Politicized science? Surely not

This summer is turning out to be fairly cold and wet in Britain, under average in North America and about average in Europe. Have not checked temperatures in Asia but shall do for an update. In other words, nothing to prove that the ever-threatened AGW climate change is having any effect on the weather as it has been promised for years.

Furthermore, ever more scientists are coming out of the closet, so to speak, and the whole theory of global warming is having a bad time, what with their spokespersons refusing to debate the subject openly but relying on smear tactics and ad hominem attacks on the messengers.

Not to worry. There is plenty of money from that patient (though ever less patient on the other side of the Pond) milch-cow, the taxpayer, as Dan Mitchell writes on his blog, International Liberty. (Well, I think my title is more stylish but each to their own.)

He calls the posting: "Probably Junk Science, Definitely Politicized Science". The two are often synonymous as the infamous Lysenko case in the Soviet Union demonstrated and as we have seen, on a lower level, with such disasters as the Foot and Mouth epidemic in Britain.
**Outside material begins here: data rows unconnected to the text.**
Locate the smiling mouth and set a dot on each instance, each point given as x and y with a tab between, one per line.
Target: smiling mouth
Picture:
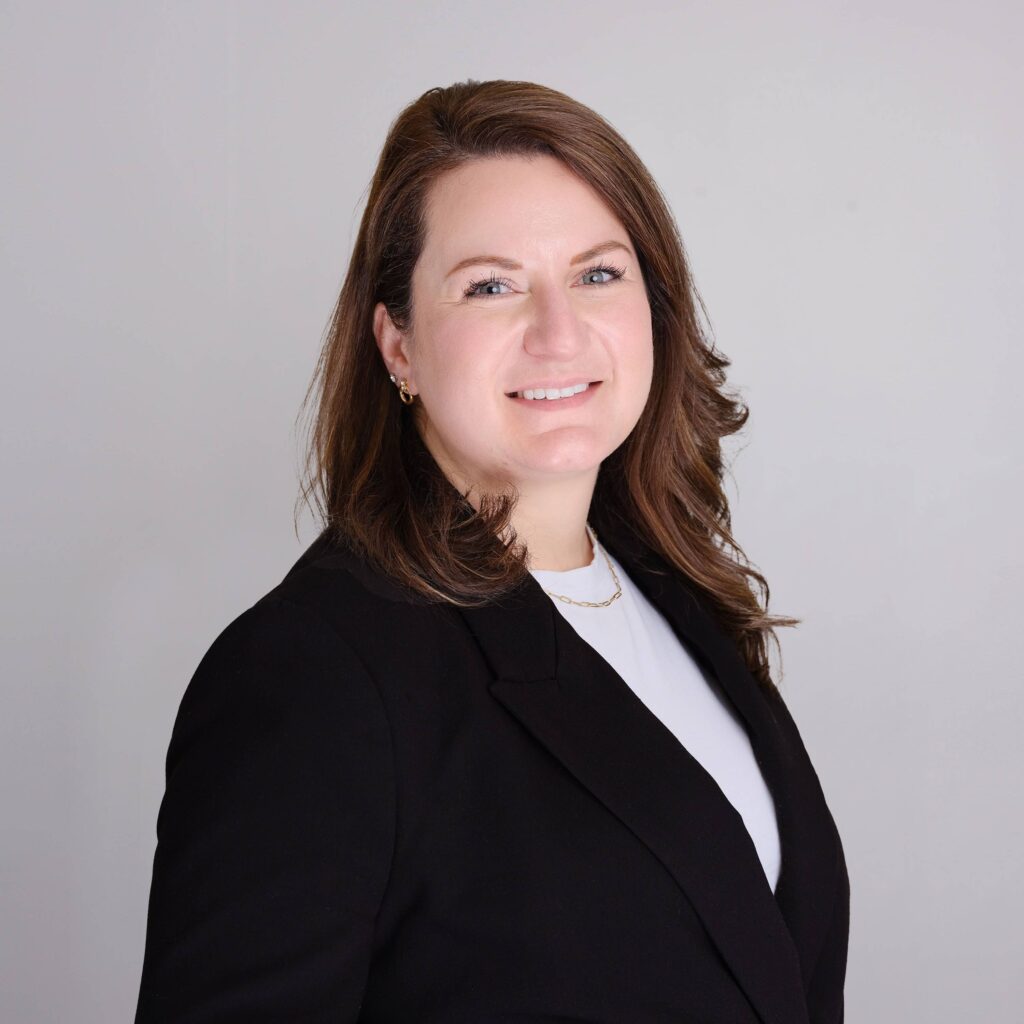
552	394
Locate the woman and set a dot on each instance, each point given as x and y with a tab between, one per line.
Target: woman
503	744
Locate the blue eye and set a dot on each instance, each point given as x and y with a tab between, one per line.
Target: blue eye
615	273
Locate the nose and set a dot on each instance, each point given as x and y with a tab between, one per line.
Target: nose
555	330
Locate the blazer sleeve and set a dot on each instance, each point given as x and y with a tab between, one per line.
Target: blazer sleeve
825	1003
275	830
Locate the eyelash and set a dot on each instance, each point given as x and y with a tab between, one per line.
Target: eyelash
470	293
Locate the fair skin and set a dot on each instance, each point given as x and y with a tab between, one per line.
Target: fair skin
548	320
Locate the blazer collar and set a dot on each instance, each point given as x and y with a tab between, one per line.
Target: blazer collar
579	708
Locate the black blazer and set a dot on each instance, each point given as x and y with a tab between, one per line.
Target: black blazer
384	810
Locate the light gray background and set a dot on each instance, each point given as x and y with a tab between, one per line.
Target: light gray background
181	187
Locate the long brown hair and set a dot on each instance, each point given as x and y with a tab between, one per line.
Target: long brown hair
375	485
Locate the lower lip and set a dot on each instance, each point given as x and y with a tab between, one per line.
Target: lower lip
550	406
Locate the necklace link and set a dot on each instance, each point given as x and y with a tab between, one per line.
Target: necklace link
614	576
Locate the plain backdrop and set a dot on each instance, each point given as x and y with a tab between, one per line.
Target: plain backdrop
181	185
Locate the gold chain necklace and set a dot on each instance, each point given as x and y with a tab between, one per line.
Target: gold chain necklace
614	576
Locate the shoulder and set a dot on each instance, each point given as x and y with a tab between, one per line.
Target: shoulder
329	629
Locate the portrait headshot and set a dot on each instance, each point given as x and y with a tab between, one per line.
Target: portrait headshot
504	543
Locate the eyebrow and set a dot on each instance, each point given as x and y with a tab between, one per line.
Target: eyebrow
510	264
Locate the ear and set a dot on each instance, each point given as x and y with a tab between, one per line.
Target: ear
393	345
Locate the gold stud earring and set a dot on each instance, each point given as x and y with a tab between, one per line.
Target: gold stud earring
407	396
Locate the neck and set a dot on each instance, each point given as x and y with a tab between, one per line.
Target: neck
551	519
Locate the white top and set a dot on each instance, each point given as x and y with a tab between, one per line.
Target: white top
636	640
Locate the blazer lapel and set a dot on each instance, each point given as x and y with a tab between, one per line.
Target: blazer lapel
581	710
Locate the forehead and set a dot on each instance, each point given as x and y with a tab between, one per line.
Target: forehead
535	205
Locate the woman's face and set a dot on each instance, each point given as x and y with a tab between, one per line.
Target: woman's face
526	280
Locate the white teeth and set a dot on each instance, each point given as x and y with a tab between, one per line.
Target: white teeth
552	393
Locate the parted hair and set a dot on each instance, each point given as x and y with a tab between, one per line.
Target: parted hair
370	478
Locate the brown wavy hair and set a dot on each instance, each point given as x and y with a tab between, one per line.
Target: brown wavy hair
369	476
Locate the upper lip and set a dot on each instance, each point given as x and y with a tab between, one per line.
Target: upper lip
565	382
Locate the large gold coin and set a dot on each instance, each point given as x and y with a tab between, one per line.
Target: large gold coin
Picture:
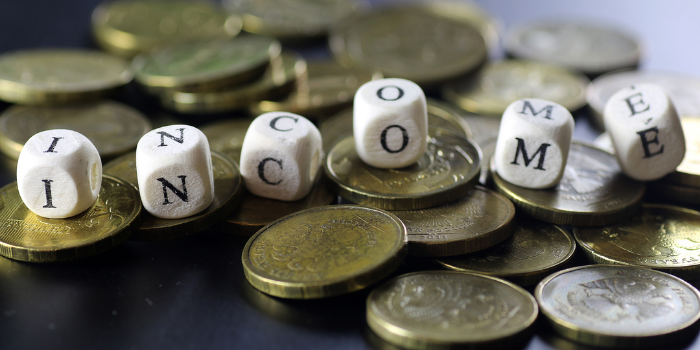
592	192
205	65
479	220
501	83
60	76
28	237
416	43
533	251
447	171
279	80
448	310
227	193
131	27
619	306
326	251
661	237
112	127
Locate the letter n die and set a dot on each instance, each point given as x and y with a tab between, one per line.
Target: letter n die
281	156
645	131
173	166
533	143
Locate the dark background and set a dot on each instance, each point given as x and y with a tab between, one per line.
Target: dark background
190	293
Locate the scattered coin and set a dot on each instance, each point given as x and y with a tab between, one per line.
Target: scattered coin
325	251
448	309
28	237
619	306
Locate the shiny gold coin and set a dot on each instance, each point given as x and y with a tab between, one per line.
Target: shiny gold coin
501	83
131	27
410	42
443	117
326	251
533	251
661	237
592	192
44	76
330	88
479	220
227	193
279	80
293	19
619	306
113	128
448	309
447	171
205	65
26	236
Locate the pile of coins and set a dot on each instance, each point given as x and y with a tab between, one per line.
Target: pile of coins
483	242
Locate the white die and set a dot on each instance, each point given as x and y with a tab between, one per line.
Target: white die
533	143
59	173
390	123
281	156
645	130
173	166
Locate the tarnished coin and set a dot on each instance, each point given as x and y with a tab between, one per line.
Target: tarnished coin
227	194
279	80
131	27
205	65
533	251
26	236
45	76
503	82
447	171
683	90
592	192
113	128
325	251
661	237
619	306
293	19
589	48
480	220
330	88
443	117
448	310
416	43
Let's face it, whenever scientific research is funded exclusively by government you are going to have problems. Firstly, there is no government in the world that will give money without strings. You could argue that it is right and proper as the money is the taxpayers' and it should be carefully husbanded but that brings me to my second point, which is that there is no direct link between the funder and the recipient. It is not the taxpayer those scientists are answerable to but to the functionaries who dole out the dosh and who decide, on the basis of their own political preferences, what outcome they want to see.

Finally, in scientific research as in all things, there should be competition. At the very least there should be competition in the funding and structures of the research organizations. One reason why scientific research, in general, has moved ahead faster in the United States (often thanks to British scientists who prefer to work there) is because there is no government monopoly in funding. Except for man-made global warming, unsurprisingly the least acceptable of all "sciences".
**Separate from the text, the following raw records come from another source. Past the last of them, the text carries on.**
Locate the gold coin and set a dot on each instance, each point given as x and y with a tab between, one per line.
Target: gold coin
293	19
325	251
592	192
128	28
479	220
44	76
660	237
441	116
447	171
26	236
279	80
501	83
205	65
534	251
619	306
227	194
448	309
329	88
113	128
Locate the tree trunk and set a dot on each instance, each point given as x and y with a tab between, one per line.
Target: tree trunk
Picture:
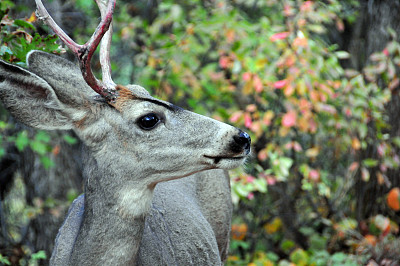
368	35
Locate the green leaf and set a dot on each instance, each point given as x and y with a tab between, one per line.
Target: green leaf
42	136
46	162
370	162
342	55
24	24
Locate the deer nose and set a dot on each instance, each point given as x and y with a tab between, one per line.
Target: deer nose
243	140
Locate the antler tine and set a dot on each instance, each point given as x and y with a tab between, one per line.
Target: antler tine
105	47
85	52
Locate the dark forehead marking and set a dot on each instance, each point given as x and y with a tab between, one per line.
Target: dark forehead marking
171	107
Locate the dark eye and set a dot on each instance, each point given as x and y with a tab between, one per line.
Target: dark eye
148	121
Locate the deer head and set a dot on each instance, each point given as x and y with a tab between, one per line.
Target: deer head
131	136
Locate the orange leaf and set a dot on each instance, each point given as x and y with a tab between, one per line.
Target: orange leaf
280	84
393	199
289	119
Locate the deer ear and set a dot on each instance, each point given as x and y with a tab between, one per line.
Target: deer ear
62	75
30	99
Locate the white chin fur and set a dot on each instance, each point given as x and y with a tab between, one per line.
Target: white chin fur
228	163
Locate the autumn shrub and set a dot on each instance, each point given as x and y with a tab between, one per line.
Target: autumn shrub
318	130
270	68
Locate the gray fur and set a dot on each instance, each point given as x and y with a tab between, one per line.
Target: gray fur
184	221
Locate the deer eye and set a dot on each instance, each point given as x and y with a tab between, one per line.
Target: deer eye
148	121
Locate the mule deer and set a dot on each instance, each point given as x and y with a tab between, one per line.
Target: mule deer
132	143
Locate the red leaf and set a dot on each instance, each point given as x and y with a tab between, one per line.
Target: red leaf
280	84
289	119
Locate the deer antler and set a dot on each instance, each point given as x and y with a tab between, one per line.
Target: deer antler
106	88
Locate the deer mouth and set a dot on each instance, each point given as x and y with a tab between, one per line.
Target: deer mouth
217	159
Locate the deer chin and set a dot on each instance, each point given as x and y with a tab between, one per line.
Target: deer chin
226	162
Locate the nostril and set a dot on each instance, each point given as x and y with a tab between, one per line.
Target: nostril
243	139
  1. The warmists are going to go into panic mode soon and through even more insults at 'deniers'. Stuff 'em. I am not a scientist but I do know that in the real world you cannot predict weather in 50 or 80 years or whatever. Try getting tomorrow's weather correct would be a good start. It is all just a con to tax us even more.

  2. Check out

  3. Concerns have been expressed that following recent FOI requests made to the Met Office and the University of East Anglia, the Climate Research Unit may have deleted three files from their data directory.
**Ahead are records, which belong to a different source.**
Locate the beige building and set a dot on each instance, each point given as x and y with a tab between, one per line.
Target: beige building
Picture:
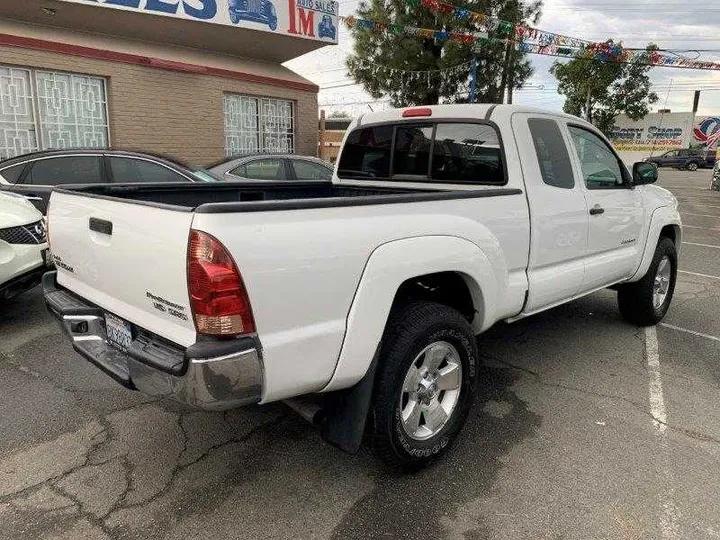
198	83
330	139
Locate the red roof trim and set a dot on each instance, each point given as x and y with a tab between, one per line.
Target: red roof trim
147	61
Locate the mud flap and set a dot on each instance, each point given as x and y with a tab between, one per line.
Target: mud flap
345	412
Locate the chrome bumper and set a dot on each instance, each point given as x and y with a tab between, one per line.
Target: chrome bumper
213	375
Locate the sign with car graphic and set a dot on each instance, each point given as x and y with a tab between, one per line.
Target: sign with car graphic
307	19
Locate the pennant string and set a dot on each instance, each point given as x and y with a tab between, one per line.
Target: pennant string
546	43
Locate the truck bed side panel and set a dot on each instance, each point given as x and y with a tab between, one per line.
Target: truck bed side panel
302	269
135	270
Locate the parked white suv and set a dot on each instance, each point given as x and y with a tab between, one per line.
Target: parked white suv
23	245
360	299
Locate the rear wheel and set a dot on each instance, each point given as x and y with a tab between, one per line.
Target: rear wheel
425	386
646	302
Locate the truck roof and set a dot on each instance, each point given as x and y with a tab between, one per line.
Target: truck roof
455	111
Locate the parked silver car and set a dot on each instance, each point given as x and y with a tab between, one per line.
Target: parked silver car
272	167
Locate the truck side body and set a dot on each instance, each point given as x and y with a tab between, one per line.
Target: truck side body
324	272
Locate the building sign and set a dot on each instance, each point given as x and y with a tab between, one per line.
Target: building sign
655	132
309	19
707	131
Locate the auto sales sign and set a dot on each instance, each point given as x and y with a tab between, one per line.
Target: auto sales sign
308	19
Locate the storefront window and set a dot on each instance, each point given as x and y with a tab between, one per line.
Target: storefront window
43	109
258	125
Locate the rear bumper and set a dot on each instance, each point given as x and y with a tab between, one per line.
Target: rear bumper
22	283
211	375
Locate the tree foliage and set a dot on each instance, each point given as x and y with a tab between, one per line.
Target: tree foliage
376	53
609	88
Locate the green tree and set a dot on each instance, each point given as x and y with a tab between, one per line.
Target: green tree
600	91
377	53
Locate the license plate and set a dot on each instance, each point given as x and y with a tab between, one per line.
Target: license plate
119	332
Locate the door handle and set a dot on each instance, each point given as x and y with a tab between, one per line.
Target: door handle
102	226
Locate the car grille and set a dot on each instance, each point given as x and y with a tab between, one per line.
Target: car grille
34	233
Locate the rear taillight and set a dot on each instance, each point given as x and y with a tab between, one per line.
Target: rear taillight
219	301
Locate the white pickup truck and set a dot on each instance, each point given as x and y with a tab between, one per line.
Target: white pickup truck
360	299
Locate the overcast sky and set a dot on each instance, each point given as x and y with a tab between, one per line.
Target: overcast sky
672	24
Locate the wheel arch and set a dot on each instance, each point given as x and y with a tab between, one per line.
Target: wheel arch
444	269
665	222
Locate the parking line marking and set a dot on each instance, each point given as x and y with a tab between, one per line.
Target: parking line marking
701	245
668	510
711	229
698	274
692	332
657	401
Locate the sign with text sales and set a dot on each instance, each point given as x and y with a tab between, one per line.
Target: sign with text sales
307	19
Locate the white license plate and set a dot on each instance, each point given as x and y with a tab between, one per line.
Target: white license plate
119	332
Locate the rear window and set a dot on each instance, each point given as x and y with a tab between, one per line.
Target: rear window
467	153
12	174
132	171
367	153
447	152
66	170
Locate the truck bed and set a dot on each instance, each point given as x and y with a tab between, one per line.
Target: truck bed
249	197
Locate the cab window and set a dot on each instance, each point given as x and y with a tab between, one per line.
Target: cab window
442	152
552	154
600	167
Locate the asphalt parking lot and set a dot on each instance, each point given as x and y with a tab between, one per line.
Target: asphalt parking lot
585	428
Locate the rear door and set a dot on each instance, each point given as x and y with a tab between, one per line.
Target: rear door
616	211
558	211
42	175
130	259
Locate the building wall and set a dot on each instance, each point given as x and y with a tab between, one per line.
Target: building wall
169	111
333	142
659	132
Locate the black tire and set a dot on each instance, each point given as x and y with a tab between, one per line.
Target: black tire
409	331
636	299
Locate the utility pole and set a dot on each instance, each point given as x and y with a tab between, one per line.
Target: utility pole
511	80
506	69
588	104
473	80
321	138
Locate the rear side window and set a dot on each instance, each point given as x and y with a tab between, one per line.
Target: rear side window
66	170
366	153
552	153
262	169
307	170
12	174
467	153
133	171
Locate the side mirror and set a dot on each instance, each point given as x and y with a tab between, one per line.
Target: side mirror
644	173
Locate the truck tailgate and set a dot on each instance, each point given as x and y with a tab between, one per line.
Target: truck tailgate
129	259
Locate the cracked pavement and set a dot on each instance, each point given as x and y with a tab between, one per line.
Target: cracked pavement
560	444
    Once FOI requests have been made for information, public authorities are not permitted to “alter, deface, block, erase, destroy or conceal any record held by the public authority, with the intention of preventing the disclosure by that authority of all, or any part, of the information to the communication of which the applicant would have been entitled.”

    Of course, it could be nothing more sinister than data ‘housekeeping’. But if so, the CRU couldn’t possibly have chosen a worse time to do it.

  4. For NASA, climate change/AGW obviously brings in a lot of funding. So you get stuff like this "Fears of accelerating climate change have been raised after an astronaut said the Earth's polar caps appeared to have melted since he was in orbit 12 years ago." That was in the Daily Mail (yes, I know) this week. The Guardian chipped in with this
    I suppose NASA is doing what it has to do to survive - even if that means riding the wave of Apollo 11 feelgood nostalgia to plug the climate change agenda. Shame about the failed launch of their Orbiting Carbon Observatory satellite in February. But then maybe the warmists wouldn't have liked what it would have told them if it had been successful. Given the astronomical amounts of money flung at climate change research (never mind the sums spent keeping General Motors afloat), it seems odd that they don't seem to have decided what to do about replacing the OCO. Another 300 million dollars or so would do it. It looks as if they are planning to build a "carbon copy" (geddit?) OCO, but then again maybe not:

  5. See the Sydney Morning Herald, August 1st. 15 scientists with their arses on the line write that the world is spinning out of control due to global warming and it is too late, almost, to save their jobs.

  6. Normally there are three models of a satellite built.

    The development model; the engineering model, which is used for testing; and the flight model, which flies.

    The engineering model is normally also the backup. There is already one to go, baring a few tweaks.